Iterative Merge Sort
java
public class IterativeMergeSort {
    public static void mergeSort(int[] arr) {
        int n = arr.length;
        for (int currSize = 1; currSize < n; currSize *= 2) {
            for (int leftStart = 0; leftStart < n - 1; leftStart += 2 * currSize) {
                int mid = Math.min(leftStart + currSize - 1, n - 1);
                int rightEnd = Math.min(leftStart + 2 * currSize - 1, n - 1);
                merge(arr, leftStart, mid, rightEnd);
            }
        }
    }

    public static void merge(int[] arr, int left, int mid, int right) {
        int n1 = mid - left + 1;
        int n2 = right - mid;
        int[] L = new int[n1];
        int[] R = new int[n2];
        for (int i = 0; i < n1; i++) L[i] = arr[left + i];
        for (int j = 0; j < n2; j++) R[j] = arr[mid + 1 + j];
        int i = 0, j = 0, k = left;
        while (i < n1 && j < n2) {
            if (L[i] <= R[j]) arr[k++] = L[i++];
            else arr[k++] = R[j++];
        }
        while (i < n1) arr[k++] = L[i++];
        while (j < n2) arr[k++] = R[j++];
    }

    public static void main(String[] args) {
        int[] arr = {5, 3, 8, 4, 2};
        mergeSort(arr);
        for (int num : arr) System.out.print(num + " ");
    }
}
This approach avoids recursion but is more complex to understand; it uses loops to merge subarrays of increasing size.
Using Java's Arrays.sort()
java
import java.util.Arrays;
public class BuiltInSort {
    public static void main(String[] args) {
        int[] arr = {5, 3, 8, 4, 2};
        Arrays.sort(arr);
        for (int num : arr) System.out.print(num + " ");
    }
}
This uses Java's built-in optimized sort, which is simpler but does not teach the merge sort algorithm.

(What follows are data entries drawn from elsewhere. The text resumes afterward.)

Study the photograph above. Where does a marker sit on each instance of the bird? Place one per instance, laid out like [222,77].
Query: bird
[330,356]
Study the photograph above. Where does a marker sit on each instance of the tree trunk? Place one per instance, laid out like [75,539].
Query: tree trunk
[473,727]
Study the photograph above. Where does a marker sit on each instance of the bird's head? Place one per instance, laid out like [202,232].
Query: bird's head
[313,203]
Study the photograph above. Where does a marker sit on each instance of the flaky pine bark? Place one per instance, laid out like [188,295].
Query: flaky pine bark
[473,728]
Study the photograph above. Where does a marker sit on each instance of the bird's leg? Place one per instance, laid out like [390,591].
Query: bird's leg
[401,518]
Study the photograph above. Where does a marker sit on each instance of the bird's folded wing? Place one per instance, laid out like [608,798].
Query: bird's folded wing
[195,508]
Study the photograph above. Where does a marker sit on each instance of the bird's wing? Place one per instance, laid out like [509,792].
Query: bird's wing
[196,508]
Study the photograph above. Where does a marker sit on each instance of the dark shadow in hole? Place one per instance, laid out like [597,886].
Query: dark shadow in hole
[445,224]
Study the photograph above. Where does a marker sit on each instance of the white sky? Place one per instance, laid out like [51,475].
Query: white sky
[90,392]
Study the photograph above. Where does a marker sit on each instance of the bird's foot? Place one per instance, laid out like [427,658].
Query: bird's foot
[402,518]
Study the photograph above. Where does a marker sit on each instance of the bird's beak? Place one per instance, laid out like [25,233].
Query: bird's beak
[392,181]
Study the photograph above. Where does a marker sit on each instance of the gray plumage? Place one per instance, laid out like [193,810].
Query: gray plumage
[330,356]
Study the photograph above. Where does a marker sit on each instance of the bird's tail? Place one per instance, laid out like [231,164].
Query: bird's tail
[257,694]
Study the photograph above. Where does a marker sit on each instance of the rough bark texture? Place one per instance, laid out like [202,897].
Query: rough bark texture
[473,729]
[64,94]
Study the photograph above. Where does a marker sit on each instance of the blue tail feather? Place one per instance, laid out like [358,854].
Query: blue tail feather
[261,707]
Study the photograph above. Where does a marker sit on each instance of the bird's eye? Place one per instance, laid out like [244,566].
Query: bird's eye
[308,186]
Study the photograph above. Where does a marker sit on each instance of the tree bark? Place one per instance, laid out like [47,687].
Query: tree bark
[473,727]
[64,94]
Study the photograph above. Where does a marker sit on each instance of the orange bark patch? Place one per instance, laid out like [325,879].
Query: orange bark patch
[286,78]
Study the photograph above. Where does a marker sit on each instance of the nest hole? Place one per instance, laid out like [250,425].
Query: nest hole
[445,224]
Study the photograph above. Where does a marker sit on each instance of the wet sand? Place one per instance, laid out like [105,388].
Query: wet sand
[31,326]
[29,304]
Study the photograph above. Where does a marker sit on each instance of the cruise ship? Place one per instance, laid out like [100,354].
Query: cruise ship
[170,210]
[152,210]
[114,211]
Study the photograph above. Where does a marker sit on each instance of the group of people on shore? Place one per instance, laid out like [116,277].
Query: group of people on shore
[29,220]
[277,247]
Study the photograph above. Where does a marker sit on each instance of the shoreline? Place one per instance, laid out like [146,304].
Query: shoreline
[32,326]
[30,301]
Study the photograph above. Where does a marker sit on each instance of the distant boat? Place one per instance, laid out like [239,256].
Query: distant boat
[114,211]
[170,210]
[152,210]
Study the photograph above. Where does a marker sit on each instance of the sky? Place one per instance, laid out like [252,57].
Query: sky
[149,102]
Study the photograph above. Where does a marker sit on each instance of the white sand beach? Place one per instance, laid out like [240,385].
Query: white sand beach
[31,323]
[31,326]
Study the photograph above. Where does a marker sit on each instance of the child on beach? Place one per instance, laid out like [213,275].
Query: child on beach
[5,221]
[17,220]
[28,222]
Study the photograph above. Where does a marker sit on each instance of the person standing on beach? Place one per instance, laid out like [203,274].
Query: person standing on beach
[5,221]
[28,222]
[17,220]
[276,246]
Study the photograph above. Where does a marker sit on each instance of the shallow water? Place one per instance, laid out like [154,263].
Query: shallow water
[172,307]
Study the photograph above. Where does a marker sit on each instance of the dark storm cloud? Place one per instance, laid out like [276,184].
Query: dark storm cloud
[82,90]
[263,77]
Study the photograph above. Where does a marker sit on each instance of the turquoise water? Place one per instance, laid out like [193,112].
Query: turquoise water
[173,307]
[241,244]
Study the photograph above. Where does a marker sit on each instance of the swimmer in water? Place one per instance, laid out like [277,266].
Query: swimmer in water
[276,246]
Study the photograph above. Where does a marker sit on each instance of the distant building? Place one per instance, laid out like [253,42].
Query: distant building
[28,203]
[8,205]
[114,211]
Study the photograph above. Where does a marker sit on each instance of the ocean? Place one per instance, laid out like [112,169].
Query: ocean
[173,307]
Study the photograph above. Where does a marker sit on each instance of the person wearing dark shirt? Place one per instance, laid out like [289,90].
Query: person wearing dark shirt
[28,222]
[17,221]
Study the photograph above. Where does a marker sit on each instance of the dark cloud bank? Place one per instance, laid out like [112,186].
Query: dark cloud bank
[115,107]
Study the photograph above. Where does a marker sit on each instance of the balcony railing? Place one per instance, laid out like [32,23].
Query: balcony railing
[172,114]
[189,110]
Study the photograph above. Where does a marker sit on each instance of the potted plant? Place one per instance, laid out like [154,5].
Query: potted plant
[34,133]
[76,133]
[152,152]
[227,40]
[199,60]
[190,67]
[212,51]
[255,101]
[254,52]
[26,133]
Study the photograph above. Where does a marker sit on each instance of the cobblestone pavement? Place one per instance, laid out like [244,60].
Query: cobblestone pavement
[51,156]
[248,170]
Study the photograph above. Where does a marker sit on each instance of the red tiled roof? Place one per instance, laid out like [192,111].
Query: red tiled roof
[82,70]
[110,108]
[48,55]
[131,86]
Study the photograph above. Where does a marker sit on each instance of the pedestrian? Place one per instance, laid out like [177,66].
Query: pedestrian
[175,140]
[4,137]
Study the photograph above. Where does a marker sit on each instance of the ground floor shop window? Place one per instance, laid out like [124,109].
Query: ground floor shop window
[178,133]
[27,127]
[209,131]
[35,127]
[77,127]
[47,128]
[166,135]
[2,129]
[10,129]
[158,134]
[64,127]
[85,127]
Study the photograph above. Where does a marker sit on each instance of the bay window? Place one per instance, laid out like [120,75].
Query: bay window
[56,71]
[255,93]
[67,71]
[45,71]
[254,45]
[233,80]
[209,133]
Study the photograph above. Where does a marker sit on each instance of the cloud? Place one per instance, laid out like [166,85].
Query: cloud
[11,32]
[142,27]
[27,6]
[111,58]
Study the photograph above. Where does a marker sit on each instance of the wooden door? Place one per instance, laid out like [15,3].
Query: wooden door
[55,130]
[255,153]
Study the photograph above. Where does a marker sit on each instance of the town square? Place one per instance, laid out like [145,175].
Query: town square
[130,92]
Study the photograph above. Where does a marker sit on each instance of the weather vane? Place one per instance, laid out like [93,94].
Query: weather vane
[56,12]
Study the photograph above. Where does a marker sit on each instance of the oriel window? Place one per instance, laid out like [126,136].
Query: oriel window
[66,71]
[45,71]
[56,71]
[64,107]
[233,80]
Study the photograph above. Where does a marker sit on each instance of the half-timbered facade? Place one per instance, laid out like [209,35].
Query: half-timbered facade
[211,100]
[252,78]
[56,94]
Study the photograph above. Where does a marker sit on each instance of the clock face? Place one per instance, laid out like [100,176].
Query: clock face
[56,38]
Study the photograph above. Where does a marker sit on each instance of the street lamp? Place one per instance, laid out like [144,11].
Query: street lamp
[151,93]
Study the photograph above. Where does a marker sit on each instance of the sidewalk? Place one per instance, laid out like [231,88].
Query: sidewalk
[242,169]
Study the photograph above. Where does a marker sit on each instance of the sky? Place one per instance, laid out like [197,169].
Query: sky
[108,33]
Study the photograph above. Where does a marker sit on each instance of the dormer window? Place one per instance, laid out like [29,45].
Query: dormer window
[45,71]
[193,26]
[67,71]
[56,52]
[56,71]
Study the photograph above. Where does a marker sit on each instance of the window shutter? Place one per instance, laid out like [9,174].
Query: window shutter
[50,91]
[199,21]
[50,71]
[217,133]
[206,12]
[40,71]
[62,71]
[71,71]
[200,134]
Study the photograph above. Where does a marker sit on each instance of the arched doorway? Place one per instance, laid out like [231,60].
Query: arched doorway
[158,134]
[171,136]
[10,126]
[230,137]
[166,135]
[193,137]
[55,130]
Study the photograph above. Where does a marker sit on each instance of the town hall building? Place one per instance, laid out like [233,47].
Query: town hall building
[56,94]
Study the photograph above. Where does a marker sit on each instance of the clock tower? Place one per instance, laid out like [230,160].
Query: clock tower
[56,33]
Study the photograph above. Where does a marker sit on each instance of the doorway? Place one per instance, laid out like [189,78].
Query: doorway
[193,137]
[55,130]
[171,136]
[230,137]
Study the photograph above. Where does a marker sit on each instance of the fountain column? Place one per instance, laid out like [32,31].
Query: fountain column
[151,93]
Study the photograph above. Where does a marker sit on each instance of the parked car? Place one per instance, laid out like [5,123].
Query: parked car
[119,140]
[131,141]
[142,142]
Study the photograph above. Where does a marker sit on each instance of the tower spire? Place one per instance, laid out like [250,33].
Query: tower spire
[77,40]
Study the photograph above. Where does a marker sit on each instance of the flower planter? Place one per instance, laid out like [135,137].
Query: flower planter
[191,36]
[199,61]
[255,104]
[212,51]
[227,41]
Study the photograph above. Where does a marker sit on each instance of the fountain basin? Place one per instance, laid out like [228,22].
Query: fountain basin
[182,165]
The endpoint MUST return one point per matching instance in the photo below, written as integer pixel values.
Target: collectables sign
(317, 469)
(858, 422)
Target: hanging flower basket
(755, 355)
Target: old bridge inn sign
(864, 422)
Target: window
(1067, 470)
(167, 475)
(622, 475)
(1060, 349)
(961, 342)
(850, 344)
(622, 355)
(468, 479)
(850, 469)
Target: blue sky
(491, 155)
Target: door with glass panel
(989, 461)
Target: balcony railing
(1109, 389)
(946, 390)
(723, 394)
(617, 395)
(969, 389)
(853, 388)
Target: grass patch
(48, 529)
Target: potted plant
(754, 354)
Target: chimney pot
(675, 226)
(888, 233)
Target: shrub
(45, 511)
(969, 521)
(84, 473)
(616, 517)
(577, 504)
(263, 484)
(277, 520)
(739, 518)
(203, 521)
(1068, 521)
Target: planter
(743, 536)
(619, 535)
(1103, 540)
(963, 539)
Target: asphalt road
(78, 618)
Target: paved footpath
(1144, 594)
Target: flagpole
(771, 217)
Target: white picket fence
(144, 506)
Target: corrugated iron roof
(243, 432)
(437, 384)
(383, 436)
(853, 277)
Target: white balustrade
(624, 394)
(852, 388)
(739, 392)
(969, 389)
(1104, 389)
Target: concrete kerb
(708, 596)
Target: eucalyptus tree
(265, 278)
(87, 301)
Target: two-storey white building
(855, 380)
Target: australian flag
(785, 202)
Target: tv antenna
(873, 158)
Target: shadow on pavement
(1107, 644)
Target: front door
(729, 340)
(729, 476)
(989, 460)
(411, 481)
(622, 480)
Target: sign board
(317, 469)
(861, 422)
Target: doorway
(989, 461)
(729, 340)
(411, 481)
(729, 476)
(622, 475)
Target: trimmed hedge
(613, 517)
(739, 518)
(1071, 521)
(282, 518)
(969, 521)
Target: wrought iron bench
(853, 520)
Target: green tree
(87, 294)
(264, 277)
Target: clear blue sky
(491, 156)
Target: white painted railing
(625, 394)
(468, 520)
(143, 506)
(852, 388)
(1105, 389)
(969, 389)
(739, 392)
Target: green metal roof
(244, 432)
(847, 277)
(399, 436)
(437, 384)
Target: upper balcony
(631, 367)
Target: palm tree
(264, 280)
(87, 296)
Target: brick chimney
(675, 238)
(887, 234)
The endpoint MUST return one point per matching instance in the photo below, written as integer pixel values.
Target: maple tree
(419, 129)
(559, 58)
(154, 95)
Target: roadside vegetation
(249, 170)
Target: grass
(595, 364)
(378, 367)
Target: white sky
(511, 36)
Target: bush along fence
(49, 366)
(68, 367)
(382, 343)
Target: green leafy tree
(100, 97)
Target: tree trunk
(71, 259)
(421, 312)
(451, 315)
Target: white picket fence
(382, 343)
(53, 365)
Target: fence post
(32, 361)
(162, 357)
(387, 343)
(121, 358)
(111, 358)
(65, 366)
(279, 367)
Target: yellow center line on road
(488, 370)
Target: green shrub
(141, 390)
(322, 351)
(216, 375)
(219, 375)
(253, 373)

Complexity: O(n log n) time, O(n) space

Time Complexity

Merge sort divides the array into halves recursively (log n splits) and merges all elements (n) at each level, resulting in O(n log n) time.

Space Complexity

Extra arrays are used during merging to hold temporary values, so space complexity is O(n).

Which Approach is Fastest?

Recursive merge sort is clear and efficient; iterative merge sort avoids recursion overhead but is more complex; built-in sorts may be faster but hide the algorithm.

ApproachTimeSpaceBest For
Recursive Merge SortO(n log n)O(n)Learning and general sorting
Iterative Merge SortO(n log n)O(n)Avoiding recursion overhead
Java Arrays.sort()O(n log n)O(log n)Production use with optimized native code
💡
Always split the array until single elements remain, then merge back in sorted order.
⚠️
Forgetting to copy remaining elements after merging causes missing or incorrect values.